# making sync funcs async

Trying out how to use async with I/O bound functions:

In [1]:
import asyncio
import requests

Here I have a simple slow function, which uses a non async library, requests, to grab a url and return the len of the text.

In [2]:
urls = ["google.com", "bing.com", "amazon.com", "google.com", "microsoft.com"]*100

def get_url_size(url="google.com"):
    r = requests.get("http://"+ url)
    return len(r.text)

%time get_url_size()

CPU times: user 21 ms, sys: 2 ms, total: 23 ms
Wall time: 763 ms


10689

Almost a second! I've cut down the number of urls to 20 so it doesn't take forever:

In [3]:
%time results = [get_url_size(url) for url in urls[:20]]
print(f"got {len(results)} first 10 results:", results[:10])

CPU times: user 860 ms, sys: 82 ms, total: 942 ms
Wall time: 37.3 s
got 20 first 10 results: [10708, 107607, 2671, 10701, 160820, 10672, 107607, 471175, 10696, 160815]


This is taking forever, or 30 seconds to fetch 20 urls. Now with true async code we should be looking at a fraction of this time, depending on how many threads are running. 

Now, I should be able to rewrite `get_url_size` like so:

```
async def get_url_size(url="google.com"):
    r = await requests.get("http://"+ url)
    return len(r.text)
```

But this fails, as the function being called, `requests.get` in this case, needs to be async enabled. Since its old school code, it holds on to the CPU for dear life and doesn't let go until it returns. 

So we need to use threads to run it in parallel:

Below, I use the default threads executor to spawn multiple threads to run the non async function above:

In [4]:
%%time

async def main():

    loop = asyncio.get_event_loop()
    futures = [loop.run_in_executor(None, get_url_size, url) for url in urls[:20]]
    
    results = []
    
    for response in await asyncio.gather(*futures):
        results.append(response)
    
    return results

loop = asyncio.get_event_loop()
results = loop.run_until_complete(main())
print(f"got {len(results)} first 10 results:", results[:10])

got 20 first 10 results: [10691, 107607, 397539, 10666, 160810, 10675, 107607, 2671, 10720, 160810]
CPU times: user 926 ms, sys: 120 ms, total: 1.05 s
Wall time: 4.03 s


So this is heaps faster, took 4 seconds to get 20 urls. Since grabbing one url takes just a second, theoritcally this whole op could be as fast as 1 second + overhead time. 

The reason for the fast but not super fast is the [default executor](https://docs.python.org/3/library/asyncio-eventloop.html#executor):

>  If max_workers is None or not given, it will default to the number of processors on the machine, multiplied by 5, assuming that ThreadPoolExecutor is often used to overlap I/O instead of CPU work and the number of workers should be higher than the number of workers for ProcessPoolExecutor.

Now, I'm doing I/O bound ops, so the internet says:

- For CPU-bound workloads: use ProcessPoolExecutor
- For I/O-bound workloads: use ThreadPoolExecutor

So to go faster we can specify max threads for ThreadPoolExecutor:

In [5]:
%%time
async def main_2(num_threads=100):
    
    with concurrent.futures.ThreadPoolExecutor(max_workers=num_threads) as executor:

        loop = asyncio.get_event_loop()
        futures = [loop.run_in_executor(executor, get_url_size, url) for url in urls]

        results = []

        for response in await asyncio.gather(*futures):
            results.append(response)

    return results

loop = asyncio.get_event_loop()
results = loop.run_until_complete(main_2())
print(f"got {len(results)} first 10 results:", results[:10])

NameError: name 'concurrent' is not defined

So here the second version is faster, though in the same ballpark.

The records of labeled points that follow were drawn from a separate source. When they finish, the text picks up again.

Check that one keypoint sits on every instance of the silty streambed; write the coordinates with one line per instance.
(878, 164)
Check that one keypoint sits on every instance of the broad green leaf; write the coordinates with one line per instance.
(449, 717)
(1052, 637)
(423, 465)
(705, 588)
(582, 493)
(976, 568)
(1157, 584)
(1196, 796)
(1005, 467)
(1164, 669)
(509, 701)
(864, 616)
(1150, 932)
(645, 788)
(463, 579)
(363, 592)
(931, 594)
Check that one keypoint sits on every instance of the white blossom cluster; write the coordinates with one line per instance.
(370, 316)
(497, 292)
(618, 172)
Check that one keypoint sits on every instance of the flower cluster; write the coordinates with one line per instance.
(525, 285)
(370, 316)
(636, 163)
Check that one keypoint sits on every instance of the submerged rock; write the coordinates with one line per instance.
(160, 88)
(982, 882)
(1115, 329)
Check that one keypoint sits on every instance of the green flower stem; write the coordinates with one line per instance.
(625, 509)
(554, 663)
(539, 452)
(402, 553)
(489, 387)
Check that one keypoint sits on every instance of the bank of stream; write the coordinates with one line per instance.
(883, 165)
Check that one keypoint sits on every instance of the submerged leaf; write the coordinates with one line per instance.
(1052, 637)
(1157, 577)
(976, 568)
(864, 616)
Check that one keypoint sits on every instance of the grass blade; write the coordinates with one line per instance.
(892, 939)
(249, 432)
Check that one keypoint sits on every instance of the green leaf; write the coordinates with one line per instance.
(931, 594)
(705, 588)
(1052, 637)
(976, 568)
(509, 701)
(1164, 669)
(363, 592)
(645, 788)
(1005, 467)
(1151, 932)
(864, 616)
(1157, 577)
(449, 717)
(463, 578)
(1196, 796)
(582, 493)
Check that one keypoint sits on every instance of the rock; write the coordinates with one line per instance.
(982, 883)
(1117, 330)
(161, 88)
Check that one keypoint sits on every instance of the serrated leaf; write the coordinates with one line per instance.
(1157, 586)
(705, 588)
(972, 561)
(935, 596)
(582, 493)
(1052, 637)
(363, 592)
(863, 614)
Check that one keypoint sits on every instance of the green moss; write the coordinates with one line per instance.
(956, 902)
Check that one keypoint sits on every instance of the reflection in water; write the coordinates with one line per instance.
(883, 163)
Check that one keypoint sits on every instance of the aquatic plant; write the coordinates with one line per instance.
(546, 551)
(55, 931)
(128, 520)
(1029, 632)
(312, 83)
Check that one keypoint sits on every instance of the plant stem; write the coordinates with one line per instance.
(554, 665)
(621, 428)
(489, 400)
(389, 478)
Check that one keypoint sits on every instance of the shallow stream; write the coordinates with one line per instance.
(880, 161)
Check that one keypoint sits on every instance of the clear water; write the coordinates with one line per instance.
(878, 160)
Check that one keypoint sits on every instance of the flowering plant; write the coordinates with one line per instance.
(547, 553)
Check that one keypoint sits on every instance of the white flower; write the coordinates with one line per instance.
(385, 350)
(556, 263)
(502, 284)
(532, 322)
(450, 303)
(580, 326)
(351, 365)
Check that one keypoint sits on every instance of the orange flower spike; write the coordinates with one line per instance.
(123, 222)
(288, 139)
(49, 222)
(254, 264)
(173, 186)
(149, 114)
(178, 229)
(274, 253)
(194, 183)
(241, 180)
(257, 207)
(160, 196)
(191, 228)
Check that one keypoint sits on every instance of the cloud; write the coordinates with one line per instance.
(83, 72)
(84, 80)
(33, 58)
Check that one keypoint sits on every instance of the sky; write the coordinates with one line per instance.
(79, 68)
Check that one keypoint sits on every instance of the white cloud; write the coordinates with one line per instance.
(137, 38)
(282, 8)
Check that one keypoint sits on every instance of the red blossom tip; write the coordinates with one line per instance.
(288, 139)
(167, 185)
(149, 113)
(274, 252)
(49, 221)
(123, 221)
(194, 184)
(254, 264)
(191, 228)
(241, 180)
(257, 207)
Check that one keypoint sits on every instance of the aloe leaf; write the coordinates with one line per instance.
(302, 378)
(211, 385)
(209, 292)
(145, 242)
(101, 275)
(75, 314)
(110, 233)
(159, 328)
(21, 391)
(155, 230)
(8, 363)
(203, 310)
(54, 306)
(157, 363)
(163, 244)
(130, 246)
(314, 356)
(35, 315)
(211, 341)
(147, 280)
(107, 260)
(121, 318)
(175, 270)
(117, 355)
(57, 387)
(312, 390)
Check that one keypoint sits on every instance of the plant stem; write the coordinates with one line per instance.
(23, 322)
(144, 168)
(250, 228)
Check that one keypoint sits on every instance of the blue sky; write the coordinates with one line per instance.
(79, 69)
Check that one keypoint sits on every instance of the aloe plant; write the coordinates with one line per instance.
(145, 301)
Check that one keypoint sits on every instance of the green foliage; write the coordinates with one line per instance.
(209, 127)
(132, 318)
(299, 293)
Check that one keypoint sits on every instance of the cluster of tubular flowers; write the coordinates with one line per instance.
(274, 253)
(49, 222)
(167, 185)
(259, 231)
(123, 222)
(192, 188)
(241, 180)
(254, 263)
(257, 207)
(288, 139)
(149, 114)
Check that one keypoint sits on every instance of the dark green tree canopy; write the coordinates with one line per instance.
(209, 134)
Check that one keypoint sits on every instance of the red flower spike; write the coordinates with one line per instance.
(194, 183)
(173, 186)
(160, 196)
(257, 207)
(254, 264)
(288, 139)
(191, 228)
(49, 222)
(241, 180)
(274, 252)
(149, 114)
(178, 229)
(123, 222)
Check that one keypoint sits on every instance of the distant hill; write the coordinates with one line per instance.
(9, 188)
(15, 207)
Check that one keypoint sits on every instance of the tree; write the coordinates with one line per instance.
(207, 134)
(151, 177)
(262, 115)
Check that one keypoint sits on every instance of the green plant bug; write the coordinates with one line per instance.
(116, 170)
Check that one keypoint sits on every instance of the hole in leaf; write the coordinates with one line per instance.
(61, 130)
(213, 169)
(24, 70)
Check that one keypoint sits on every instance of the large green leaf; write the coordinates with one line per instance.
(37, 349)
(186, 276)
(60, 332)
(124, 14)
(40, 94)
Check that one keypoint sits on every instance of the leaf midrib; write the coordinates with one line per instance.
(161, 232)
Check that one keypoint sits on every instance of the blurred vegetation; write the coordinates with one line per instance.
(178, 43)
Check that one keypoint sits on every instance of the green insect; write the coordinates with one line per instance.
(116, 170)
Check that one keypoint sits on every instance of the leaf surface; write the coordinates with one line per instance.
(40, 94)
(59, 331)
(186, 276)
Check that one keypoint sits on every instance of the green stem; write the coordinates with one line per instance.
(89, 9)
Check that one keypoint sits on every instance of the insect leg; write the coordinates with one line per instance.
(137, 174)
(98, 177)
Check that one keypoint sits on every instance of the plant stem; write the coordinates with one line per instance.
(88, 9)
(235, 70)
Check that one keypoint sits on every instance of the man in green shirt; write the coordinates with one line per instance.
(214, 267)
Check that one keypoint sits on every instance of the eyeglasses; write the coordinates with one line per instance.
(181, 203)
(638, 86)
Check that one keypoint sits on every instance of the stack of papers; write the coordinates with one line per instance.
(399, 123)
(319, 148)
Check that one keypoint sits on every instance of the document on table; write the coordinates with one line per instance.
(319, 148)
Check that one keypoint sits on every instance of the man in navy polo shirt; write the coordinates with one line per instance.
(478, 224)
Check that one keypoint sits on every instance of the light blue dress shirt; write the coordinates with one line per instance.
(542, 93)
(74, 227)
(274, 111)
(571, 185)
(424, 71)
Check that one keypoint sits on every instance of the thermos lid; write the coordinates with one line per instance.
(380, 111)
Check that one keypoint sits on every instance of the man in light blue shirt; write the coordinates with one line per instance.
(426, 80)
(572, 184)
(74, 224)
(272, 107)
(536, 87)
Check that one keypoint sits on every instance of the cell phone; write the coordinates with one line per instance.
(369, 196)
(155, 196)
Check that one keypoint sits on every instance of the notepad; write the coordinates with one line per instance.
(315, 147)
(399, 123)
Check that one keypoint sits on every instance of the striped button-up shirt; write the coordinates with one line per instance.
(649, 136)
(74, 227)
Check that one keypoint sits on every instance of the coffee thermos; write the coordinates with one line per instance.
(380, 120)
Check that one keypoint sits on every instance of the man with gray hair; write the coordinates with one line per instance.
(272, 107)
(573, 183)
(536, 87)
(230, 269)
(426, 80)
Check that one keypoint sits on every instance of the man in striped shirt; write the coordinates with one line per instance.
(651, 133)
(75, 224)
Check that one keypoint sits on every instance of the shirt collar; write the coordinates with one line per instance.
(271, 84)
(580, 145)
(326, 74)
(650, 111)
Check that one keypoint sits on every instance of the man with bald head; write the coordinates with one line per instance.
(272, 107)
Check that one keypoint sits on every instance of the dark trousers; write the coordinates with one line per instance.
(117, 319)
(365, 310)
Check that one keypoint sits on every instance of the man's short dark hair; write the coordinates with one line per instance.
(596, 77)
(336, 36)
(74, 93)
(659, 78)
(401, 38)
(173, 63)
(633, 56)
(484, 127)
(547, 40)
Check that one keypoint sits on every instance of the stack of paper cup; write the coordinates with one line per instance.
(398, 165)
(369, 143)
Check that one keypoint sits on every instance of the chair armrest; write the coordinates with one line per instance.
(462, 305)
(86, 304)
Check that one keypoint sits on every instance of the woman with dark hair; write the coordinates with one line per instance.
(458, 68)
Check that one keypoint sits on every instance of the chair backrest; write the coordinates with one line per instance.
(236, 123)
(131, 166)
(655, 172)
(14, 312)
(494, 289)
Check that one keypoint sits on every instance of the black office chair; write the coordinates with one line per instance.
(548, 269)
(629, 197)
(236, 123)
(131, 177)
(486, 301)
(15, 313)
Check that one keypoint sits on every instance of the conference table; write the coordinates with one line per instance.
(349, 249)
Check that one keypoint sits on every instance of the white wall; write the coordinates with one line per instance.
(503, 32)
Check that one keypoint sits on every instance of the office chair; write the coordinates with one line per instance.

Lets see what tinkering with the number of threads does:

In [140]:
%%time
loop = asyncio.get_event_loop()
results = loop.run_until_complete(main_2(200))
print(f"got {len(results)} first 10 results:", results[:10])

got 500 first 10 results: [2470, 105873, 2671, 2470, 146685, 2470, 105245, 2671, 2470, 146581]
CPU times: user 16.4 s, sys: 1.83 s, total: 18.2 s
Wall time: 24.8 s


Suprisingly, not much from doubling threads from 100 to 200. So really, most of the time the default executor is fine for IO bound ops.